Local and national health authorities continue to insist that anyone infected must be taken from their homes and quarantined, as part of China’s “COVID zero” policy. All close contacts of the infected are also taken away and isolated. The city reported an additional 23,624 coronavirus cases Saturday morning that had been detected Friday. The outbreak, fueled by omicron variants, has turned into one of the most serious challenges during the nearly decadelong tenure of Xi Jinping, China’s top leader.

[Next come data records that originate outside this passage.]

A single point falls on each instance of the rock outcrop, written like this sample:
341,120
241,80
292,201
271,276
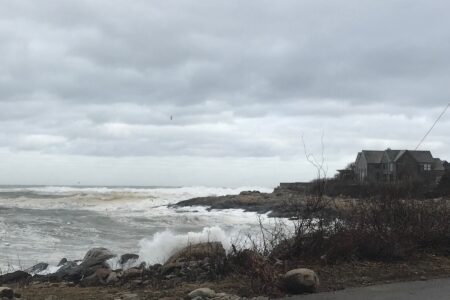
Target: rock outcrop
300,281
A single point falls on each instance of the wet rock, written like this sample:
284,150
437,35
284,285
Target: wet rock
93,260
300,281
224,296
131,274
128,257
202,293
200,251
96,256
113,278
99,277
6,292
37,268
62,262
15,277
130,296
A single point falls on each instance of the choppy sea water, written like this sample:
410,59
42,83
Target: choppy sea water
49,223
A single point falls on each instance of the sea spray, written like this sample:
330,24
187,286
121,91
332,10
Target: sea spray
162,245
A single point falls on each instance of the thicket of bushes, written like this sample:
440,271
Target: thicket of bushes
328,229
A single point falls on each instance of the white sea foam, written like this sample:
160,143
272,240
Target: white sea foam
163,244
48,223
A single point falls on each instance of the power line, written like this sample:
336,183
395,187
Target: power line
434,124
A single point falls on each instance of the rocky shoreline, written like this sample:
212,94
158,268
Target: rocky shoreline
194,264
277,204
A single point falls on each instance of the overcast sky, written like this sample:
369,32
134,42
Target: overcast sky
88,88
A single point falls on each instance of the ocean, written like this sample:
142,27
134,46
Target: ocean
47,223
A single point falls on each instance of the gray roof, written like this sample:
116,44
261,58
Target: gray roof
376,156
373,156
438,165
419,156
392,154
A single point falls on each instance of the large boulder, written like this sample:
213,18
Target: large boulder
99,277
212,250
202,293
15,277
93,260
37,268
6,293
300,281
128,257
96,256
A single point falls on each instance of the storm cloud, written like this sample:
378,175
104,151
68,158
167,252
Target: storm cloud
234,82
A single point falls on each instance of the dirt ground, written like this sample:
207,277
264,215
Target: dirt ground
332,277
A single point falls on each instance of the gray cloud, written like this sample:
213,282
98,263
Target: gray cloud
102,78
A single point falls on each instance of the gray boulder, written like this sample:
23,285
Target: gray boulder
300,281
128,257
62,262
96,256
15,277
93,260
37,268
202,293
6,292
212,250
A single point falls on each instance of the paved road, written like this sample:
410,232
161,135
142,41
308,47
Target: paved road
436,289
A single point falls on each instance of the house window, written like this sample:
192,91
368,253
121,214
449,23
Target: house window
427,167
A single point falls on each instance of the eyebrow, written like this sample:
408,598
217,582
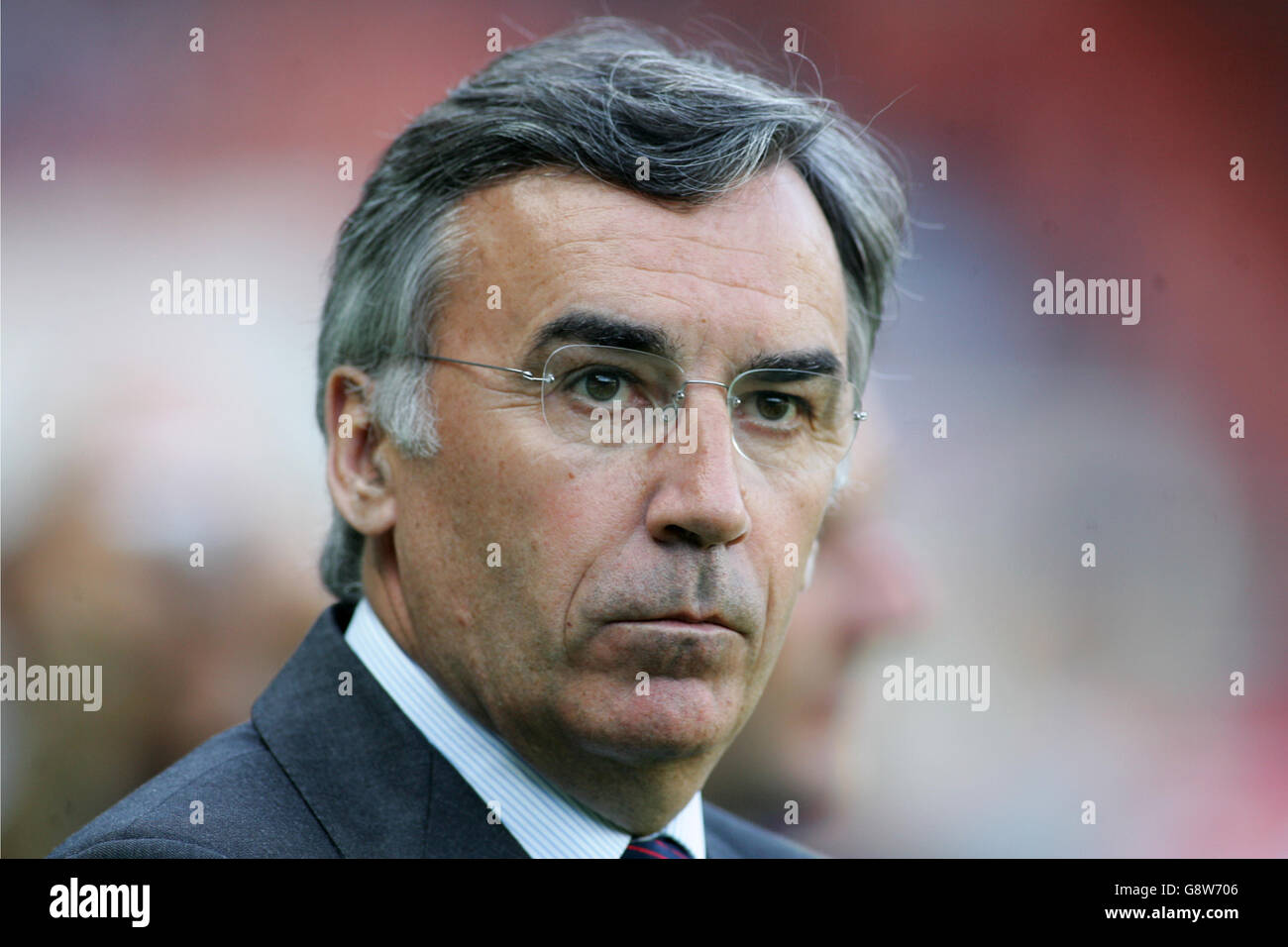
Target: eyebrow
595,328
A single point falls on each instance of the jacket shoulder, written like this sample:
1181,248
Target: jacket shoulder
732,836
249,808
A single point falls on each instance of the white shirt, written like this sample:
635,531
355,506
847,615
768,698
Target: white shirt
545,821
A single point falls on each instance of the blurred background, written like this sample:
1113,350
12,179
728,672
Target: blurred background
1108,684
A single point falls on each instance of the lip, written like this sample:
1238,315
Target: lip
679,624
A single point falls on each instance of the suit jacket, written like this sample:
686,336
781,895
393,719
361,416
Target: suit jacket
318,775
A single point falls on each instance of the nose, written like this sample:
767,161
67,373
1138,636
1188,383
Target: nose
698,496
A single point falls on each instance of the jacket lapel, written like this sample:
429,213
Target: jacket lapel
372,779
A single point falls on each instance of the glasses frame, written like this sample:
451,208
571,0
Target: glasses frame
544,377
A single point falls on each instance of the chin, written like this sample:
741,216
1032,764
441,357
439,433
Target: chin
678,719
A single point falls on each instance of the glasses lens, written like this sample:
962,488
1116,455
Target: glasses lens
609,395
794,420
601,394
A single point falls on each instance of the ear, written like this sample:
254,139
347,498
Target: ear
357,470
809,566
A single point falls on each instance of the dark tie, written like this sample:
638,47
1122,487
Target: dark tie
661,847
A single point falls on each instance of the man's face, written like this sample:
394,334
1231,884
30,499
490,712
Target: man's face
546,647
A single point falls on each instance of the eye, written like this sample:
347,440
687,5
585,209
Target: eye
778,408
600,382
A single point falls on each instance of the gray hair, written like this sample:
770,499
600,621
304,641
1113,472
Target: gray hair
591,98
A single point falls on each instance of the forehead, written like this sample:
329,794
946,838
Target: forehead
716,274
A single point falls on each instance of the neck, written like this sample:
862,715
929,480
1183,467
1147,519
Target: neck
639,796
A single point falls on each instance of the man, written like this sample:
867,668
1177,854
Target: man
553,622
782,771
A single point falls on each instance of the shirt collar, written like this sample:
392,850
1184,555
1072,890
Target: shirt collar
545,821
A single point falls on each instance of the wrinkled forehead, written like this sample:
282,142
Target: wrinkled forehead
754,270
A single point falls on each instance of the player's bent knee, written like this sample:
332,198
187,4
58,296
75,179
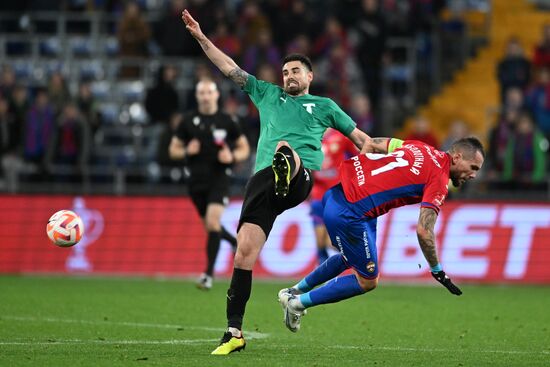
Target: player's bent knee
367,284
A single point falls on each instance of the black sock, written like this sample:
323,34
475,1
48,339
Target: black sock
229,238
212,248
290,156
237,296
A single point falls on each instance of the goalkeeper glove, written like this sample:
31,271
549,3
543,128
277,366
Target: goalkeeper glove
442,278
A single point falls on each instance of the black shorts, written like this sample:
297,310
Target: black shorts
261,206
214,192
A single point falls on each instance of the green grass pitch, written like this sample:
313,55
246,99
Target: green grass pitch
81,321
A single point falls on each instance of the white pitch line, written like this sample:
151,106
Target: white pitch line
436,350
249,334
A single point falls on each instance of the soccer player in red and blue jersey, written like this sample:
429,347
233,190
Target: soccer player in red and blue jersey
336,148
388,173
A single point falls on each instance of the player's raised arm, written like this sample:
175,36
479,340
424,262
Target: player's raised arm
375,145
426,239
226,64
358,137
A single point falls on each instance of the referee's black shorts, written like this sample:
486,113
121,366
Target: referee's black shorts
261,206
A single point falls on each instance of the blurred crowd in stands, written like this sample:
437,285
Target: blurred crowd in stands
65,122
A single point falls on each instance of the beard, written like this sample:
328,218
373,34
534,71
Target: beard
294,89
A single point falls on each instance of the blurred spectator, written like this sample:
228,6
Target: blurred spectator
7,82
499,136
513,99
261,52
340,75
458,130
424,14
171,35
19,104
88,106
541,56
133,38
226,41
70,141
526,156
371,48
538,100
250,23
39,125
422,131
514,70
297,21
162,100
333,35
361,113
300,45
10,131
163,155
58,92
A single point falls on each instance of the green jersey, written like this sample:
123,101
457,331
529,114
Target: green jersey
301,121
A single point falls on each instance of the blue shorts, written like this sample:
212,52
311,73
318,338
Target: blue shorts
352,234
317,212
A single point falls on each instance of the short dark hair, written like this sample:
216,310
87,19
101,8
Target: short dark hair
299,57
469,145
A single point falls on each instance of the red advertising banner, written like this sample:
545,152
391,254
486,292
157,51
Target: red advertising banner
482,242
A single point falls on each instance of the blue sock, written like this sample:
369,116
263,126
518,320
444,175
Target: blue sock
322,255
332,267
336,290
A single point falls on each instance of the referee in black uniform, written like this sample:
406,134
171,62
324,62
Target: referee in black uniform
211,142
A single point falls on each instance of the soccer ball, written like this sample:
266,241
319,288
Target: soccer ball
65,228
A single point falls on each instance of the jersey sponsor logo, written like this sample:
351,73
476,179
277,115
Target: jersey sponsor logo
418,158
366,244
339,245
432,156
309,107
360,175
371,266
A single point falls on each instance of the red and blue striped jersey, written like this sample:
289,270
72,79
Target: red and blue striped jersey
336,148
413,173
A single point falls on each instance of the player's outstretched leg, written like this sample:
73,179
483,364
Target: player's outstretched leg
283,165
229,238
229,344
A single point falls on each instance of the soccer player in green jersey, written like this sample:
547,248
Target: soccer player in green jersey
292,124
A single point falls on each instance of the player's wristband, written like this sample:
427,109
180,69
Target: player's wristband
436,268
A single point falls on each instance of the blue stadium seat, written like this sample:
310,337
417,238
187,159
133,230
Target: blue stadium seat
81,47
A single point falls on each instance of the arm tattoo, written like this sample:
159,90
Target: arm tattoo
427,243
239,76
203,41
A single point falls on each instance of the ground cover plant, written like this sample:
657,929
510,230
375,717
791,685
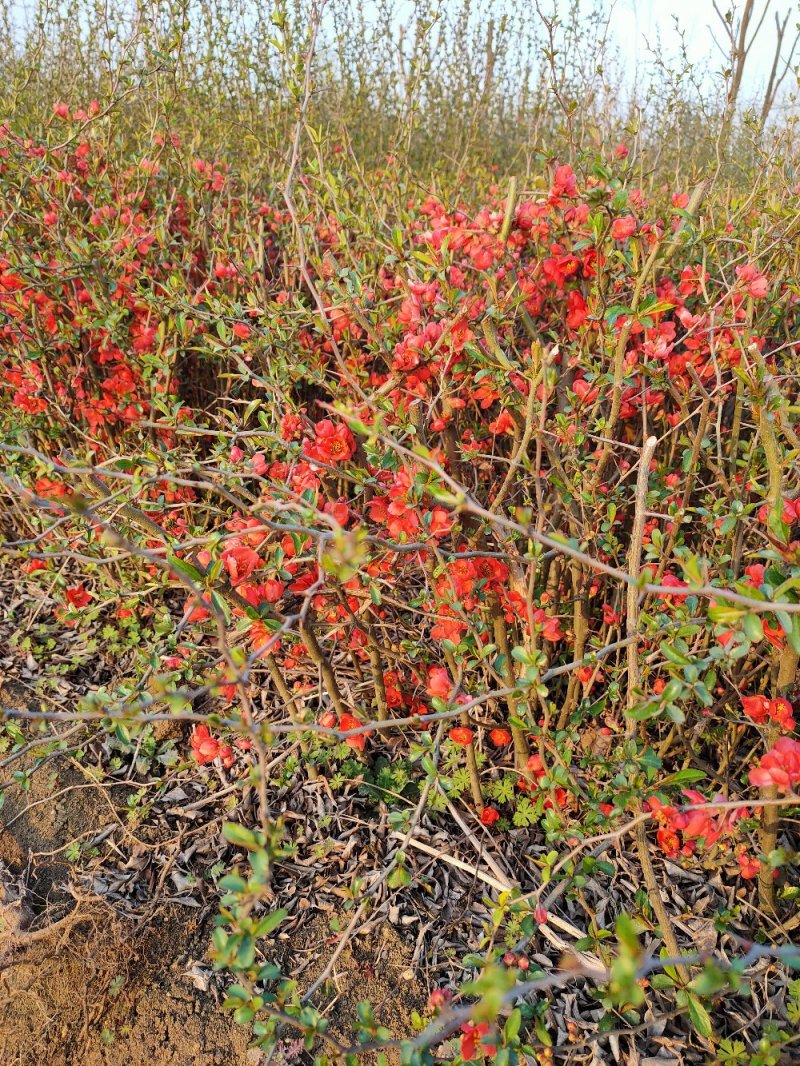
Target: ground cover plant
370,481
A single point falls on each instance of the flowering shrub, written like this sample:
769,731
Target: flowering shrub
504,489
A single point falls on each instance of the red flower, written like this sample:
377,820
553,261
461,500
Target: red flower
461,736
755,708
762,710
206,747
780,768
472,1043
348,722
756,284
623,228
332,443
500,737
78,596
438,682
749,867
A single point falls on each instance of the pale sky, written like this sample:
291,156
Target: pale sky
635,20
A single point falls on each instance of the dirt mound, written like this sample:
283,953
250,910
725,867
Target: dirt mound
101,992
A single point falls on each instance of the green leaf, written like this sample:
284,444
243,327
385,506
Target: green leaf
700,1017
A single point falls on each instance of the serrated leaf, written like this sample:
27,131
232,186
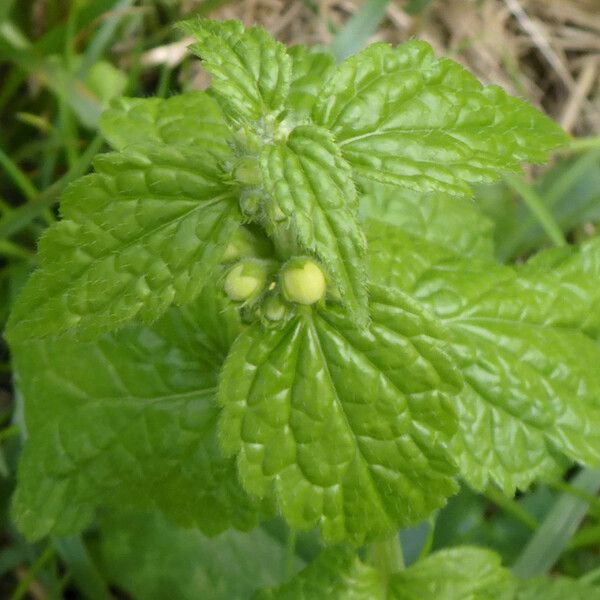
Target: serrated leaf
146,230
189,119
128,421
403,117
336,574
345,426
532,382
454,224
462,573
311,68
153,559
312,185
251,71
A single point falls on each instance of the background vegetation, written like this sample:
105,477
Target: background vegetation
62,61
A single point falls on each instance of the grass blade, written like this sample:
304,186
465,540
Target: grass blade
561,522
359,28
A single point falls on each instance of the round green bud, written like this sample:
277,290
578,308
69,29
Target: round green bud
303,281
245,281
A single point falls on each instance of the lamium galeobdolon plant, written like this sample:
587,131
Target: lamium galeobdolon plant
277,297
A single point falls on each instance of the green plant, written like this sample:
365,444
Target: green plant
276,297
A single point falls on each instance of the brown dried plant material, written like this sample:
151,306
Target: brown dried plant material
537,49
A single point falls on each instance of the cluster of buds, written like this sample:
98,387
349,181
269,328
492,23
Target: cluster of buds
253,280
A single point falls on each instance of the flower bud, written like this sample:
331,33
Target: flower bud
303,281
245,281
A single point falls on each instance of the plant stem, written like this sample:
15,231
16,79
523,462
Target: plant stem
386,556
536,205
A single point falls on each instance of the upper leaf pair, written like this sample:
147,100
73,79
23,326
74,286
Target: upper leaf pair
151,225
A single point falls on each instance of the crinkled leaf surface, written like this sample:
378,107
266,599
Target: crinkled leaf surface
532,382
346,426
404,117
251,72
189,119
336,574
453,224
144,231
153,559
311,68
128,420
462,573
312,185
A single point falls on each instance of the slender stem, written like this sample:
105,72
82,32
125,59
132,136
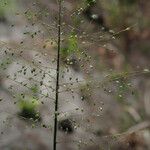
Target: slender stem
57,77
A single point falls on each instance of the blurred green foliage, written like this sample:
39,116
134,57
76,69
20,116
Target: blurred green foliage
71,45
7,6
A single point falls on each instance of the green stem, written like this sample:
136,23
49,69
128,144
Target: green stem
57,77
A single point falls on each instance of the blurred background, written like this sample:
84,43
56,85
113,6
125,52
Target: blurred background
104,99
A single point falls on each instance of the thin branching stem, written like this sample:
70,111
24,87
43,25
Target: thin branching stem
57,77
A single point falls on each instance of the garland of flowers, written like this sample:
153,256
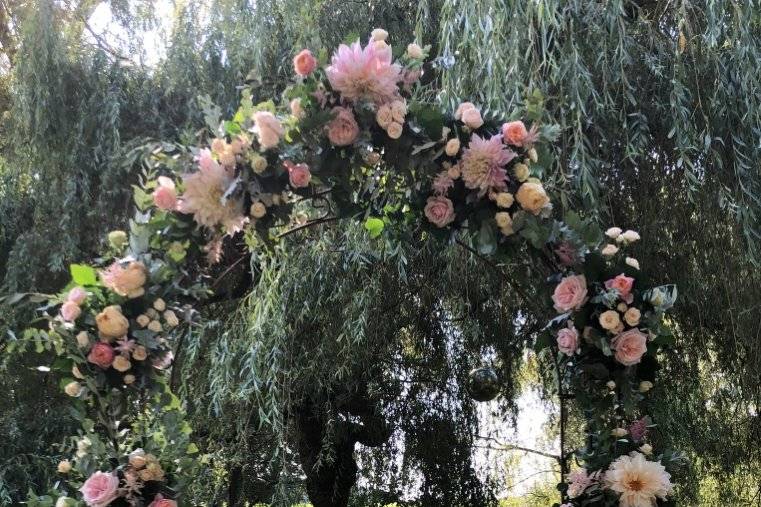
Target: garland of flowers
352,143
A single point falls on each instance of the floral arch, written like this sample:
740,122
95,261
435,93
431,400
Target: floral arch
350,142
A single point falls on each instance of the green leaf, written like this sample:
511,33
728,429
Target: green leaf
82,274
374,226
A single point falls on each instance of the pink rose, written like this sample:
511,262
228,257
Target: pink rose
343,129
101,354
70,311
439,211
630,346
77,295
160,501
100,489
298,174
570,294
623,283
268,129
568,340
514,133
304,63
165,196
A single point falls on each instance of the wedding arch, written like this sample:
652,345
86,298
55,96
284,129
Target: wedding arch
349,140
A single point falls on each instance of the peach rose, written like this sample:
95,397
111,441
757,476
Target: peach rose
570,294
165,196
439,211
532,197
268,129
568,340
77,295
70,311
343,129
127,282
304,63
472,118
630,346
100,489
298,175
101,354
622,283
111,323
514,133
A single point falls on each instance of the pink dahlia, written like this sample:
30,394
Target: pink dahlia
483,164
203,197
364,73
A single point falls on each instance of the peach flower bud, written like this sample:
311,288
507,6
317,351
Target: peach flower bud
121,364
258,209
609,250
111,323
73,389
452,147
394,130
505,199
140,353
83,339
304,63
521,172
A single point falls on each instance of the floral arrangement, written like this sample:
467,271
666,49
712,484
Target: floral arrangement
608,332
350,141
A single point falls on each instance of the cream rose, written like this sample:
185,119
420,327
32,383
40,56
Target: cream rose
532,197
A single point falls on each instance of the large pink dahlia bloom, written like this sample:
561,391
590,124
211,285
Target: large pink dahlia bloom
203,194
483,164
364,73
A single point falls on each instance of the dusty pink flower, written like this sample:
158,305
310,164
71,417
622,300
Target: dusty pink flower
101,354
100,489
364,73
204,190
568,340
638,429
515,133
268,129
483,164
304,63
622,283
343,129
439,211
77,295
298,174
630,346
160,501
442,182
570,294
70,311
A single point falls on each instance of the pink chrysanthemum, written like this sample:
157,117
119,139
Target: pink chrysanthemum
483,164
203,196
364,73
441,183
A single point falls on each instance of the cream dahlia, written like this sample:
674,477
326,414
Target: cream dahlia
203,196
364,73
638,481
483,164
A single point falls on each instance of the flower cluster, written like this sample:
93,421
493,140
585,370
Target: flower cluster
609,327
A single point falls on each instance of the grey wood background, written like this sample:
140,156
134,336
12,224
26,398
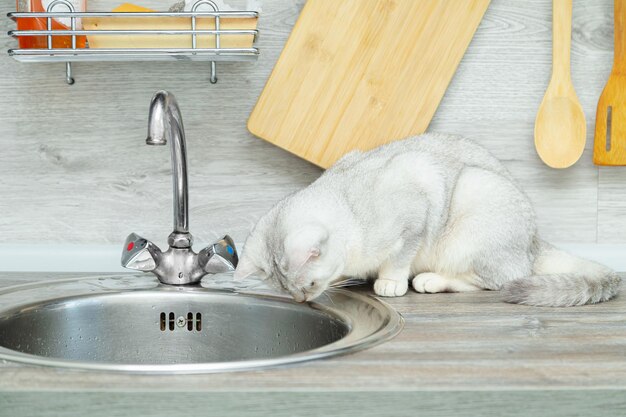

The city has arranged tens of thousands of cots in two convention centers as quarantine centers. The convention centers were designed for people to visit for only a few hours at a time and lack showers. People facing long confinements in these locations, with sometimes limited medical care, must try to wash themselves at sinks and basins.

Western health experts have warned of a risk of cross-infection for those in confinement.

All of Shanghai has been locked down since April 1. The eastern third of the city has been locked down even longer — since March 28.

The State Department’s voluntary departure policy covers all U.S. nonemergency government employees in Shanghai, a category that includes many Chinese nationals as well as U.S. diplomats. The U.S. Consulate in Shanghai had no immediate details on how the departure would be administered.

Almost all international flights to and from Shanghai have been halted. Many roads to the city’s two airports have also been closed. Other cities in China, notably Beijing, have been reluctant to accept travelers from Shanghai and have been requiring them to spend as long as two weeks in isolation if they do come.

Shanghai performed PCR tests on 25.67 million people Monday — essentially everyone in the city. But it has struggled to analyze so many test results and has not allowed residents even to go to grocery stores in the meantime. The national government has sent in 2,000 military medics and 10,000 medical workers from other provinces to help.

China has been leery of abandoning its “COVID zero” policy. As of March 17, only 19% of Chinese citizens 80 or older had received three vaccine shots. Research at Hong Kong University has indicated that three shots, including a booster, are needed of the inactivated vaccines developed in China in order to achieve strong immunity.

China has been discussing for two years whether to import mRNA vaccines but has not yet done so.